Jean Pauls „Des Luftschiffers Giannozzo Seebuch“ wurde um die Jahrhundertwende 1800/1801 in Berlin niedergeschrieben. Es gehört zum Komischen Anhang des Titan. Giannozzo ist italienisch für der große Hans, was französisch Jean heißt und so als eine Maske Jean Pauls interpretiert werden kann. Jean Paul betont in seiner Vorrede, dass die Meinungen des Luftfahrers nicht den seinen entsprechen und der Leser einen Unterschied machen möge. Jean Paul, der Herausgeber und sein „Alter Ego“ Giannozzo kommentieren sich vielmehr gegenseitig. Giannozzo bereist mit seinen Luftschiff keine fremden Länder, sondern er gewinnt aus der Luft eine neue Perspektive auf die Heimat. Anders als viele Schriftsteller seiner Zeit nutzt Jean Paul das Genre der Luftfahrtsliteratur zur Satire. Giannozzo ist der „männlichste, unbedingteste, aber auch liebloseste aller Humoristen Jean Pauls“ und seine Siechkobelfahrt dient als „Sinnbild für ein Humoristenleben“. Besonders bemerkenswert ist außerdem noch Jean Pauls poetischer Umgang mit der Natur, worauf im Folgenden ebenfalls näher eingegangen werden soll.
Gliederung
1. Einleitung
2. Inhalt
3. Giannozzos Satire
4. Naturdarstellung bei Jean Paul
5. Jean Pauls innere Landkarte
6. Das Erlebnis der Naturelemente
6.1. Wetter
6.2. Landschaften
7. Das sinnliche Erlebnis der Natur
7.1. Klang / Geruch
7.2. Farben / Licht
8. Beschreibung von Personen durch Vergleiche aus der Natur
9. Schluss
1. Einleitung
Jean Pauls „Des Luftschiffers Giannozzo Seebuch“[1] wurde um die Jahrhundertwende 1800/1801 in Berlin niedergeschrieben. Es gehört zum Komischen Anhang des Titan. Giannozzo ist italienisch für der große Hans, was französisch Jean heißt und so als eine Maske Jean Pauls interpretiert werden kann. Jean Paul betont in seiner Vorrede, dass die Meinungen des Luftfahrers nicht den seinen entsprechen und der Leser einen Unterschied machen möge. Jean Paul, der Herausgeber und sein „Alter Ego“ Giannozzo kommentieren sich vielmehr gegenseitig. Giannozzo bereist mit seinen Luftschiff keine fremden Länder, sondern er gewinnt aus der Luft eine neue Perspektive auf die Heimat. Anders als viele Schriftsteller seiner Zeit nutzt Jean Paul das Genre der Luftfahrtsliteratur zur Satire. Giannozzo ist der „männlichste, unbedingteste, aber auch liebloseste aller Humoristen Jean Pauls“[2] und seine Siechkobelfahrt dient als „Sinnbild für ein Humoristenleben“[3]. Besonders bemerkenswert ist außerdem noch Jean Pauls poetischer Umgang mit der Natur, worauf im Folgenden ebenfalls näher eingegangen werden soll.
2. Inhaltsangabe
Jean Pauls aus Italien stammender Luftschiffer Giannozzo schreibt seine Erlebnisse in einem Luftfahrt-Journal, welches er seinem Freund Graul widmet, nieder. Bruder Graul ist der uns aus früheren Werken Jean Pauls bekannte Leibgeber bzw. Schoppe.
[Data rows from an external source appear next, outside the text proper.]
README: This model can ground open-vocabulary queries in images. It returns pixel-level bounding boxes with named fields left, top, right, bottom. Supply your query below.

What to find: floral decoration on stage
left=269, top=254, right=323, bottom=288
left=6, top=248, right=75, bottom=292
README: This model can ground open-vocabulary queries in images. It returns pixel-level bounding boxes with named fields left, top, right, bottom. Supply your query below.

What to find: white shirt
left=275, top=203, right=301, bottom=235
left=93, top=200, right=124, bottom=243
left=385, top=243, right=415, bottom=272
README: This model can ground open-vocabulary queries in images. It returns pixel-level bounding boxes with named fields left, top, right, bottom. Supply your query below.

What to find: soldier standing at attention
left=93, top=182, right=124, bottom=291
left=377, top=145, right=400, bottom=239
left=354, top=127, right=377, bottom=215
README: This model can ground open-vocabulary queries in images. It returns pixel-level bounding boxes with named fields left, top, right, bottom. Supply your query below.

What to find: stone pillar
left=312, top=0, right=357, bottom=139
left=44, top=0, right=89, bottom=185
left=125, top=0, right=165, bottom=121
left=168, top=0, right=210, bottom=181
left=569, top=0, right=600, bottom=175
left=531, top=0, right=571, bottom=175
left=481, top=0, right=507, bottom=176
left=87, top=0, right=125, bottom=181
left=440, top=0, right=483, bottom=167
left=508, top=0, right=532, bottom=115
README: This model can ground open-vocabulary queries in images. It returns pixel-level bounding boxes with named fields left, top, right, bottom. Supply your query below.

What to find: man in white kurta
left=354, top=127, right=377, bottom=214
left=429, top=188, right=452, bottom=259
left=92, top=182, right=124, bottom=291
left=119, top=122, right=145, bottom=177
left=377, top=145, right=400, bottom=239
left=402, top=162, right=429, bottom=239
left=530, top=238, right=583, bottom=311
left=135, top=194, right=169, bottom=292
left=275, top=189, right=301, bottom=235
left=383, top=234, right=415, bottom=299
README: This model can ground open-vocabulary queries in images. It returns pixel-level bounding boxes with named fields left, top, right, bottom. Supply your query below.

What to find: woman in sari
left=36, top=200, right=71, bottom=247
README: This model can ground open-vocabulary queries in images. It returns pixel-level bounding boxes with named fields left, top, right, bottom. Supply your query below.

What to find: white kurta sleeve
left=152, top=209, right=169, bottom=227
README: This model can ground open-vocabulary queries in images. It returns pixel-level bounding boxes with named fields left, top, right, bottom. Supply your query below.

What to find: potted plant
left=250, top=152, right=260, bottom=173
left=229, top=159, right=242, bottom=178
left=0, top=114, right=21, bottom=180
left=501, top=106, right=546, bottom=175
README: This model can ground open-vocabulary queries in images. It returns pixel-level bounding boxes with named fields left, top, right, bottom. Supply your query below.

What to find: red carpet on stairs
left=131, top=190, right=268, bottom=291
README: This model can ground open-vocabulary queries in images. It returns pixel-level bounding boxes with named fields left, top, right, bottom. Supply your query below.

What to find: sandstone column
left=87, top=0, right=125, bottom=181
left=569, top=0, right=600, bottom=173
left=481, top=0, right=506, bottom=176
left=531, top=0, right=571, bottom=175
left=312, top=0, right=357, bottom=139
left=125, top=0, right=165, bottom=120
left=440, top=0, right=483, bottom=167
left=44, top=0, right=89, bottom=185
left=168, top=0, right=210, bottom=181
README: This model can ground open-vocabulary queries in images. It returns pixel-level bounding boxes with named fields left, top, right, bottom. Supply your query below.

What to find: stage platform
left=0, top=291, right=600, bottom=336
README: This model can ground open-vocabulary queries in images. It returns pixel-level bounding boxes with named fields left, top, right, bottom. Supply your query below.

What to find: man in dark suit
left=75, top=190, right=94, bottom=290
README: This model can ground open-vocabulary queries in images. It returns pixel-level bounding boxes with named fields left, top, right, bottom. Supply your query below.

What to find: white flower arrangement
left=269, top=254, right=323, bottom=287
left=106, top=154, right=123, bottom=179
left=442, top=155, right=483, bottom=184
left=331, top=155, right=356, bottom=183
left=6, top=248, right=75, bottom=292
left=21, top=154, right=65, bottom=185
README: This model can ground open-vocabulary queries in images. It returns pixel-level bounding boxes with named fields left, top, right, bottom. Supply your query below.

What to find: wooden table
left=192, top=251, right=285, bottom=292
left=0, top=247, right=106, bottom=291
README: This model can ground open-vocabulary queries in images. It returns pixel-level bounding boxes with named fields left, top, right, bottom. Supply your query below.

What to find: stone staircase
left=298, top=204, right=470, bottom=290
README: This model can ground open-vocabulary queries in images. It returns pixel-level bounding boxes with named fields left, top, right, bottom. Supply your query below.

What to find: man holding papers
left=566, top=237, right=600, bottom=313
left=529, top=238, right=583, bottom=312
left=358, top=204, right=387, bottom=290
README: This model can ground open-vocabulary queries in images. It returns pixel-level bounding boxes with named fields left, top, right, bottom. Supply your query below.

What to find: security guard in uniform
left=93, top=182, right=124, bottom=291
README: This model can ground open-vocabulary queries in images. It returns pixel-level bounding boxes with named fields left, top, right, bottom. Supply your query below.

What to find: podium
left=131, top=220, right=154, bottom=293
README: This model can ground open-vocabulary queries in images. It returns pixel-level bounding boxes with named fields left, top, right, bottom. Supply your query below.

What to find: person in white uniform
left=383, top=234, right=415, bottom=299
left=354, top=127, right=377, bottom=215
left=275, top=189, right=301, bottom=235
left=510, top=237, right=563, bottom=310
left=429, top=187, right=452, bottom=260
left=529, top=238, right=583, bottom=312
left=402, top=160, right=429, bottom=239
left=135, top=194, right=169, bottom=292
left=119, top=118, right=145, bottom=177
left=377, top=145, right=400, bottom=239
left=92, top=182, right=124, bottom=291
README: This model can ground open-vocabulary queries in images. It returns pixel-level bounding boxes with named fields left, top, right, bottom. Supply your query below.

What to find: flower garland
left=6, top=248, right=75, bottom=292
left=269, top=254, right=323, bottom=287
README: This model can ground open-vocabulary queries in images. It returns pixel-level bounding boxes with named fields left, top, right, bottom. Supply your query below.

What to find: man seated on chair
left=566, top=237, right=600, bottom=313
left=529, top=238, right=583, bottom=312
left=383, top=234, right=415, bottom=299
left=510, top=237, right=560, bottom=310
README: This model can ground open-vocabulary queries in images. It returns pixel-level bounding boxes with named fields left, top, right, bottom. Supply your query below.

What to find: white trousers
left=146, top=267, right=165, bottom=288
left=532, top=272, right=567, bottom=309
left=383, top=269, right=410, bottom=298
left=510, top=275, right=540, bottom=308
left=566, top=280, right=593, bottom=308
Die Fahrt mit dem Siechkobel, seinem Luftschiff, beginnt am „Pfingsttag, wo der heilige Geist aus dem Himmel stieg“[4]. Hier steigt Giannozzo über die verschlossenen Stadttore in den Himmel und lässt Leipzig, das „antigeniale Pleiße-Hanse-Athen“[5], mit all seinen Krämerseelen hinter sich. So fährt er nun und echauffiert sich über die ihm „greuliche Menge der Schnapphähne und Krähhähne“[6], um schließlich am zweiten Pfingsttag im kleinen Fürstentum Vierreuther zu landen. Als Träger des dort hochgeachteten Krötenordens, wohnt Giannozzo einer äußerst langweiligen Abendgesellschaft bei. Nach einem vorgetäuschten Ohnmachtsanfall lässt er einige Fledermäuse fliegen, um sich darauf über das verursachte Chaos, den „Frosch- und Mäusekrieg“[7] zu amüsieren und sich dann davonzustehlen.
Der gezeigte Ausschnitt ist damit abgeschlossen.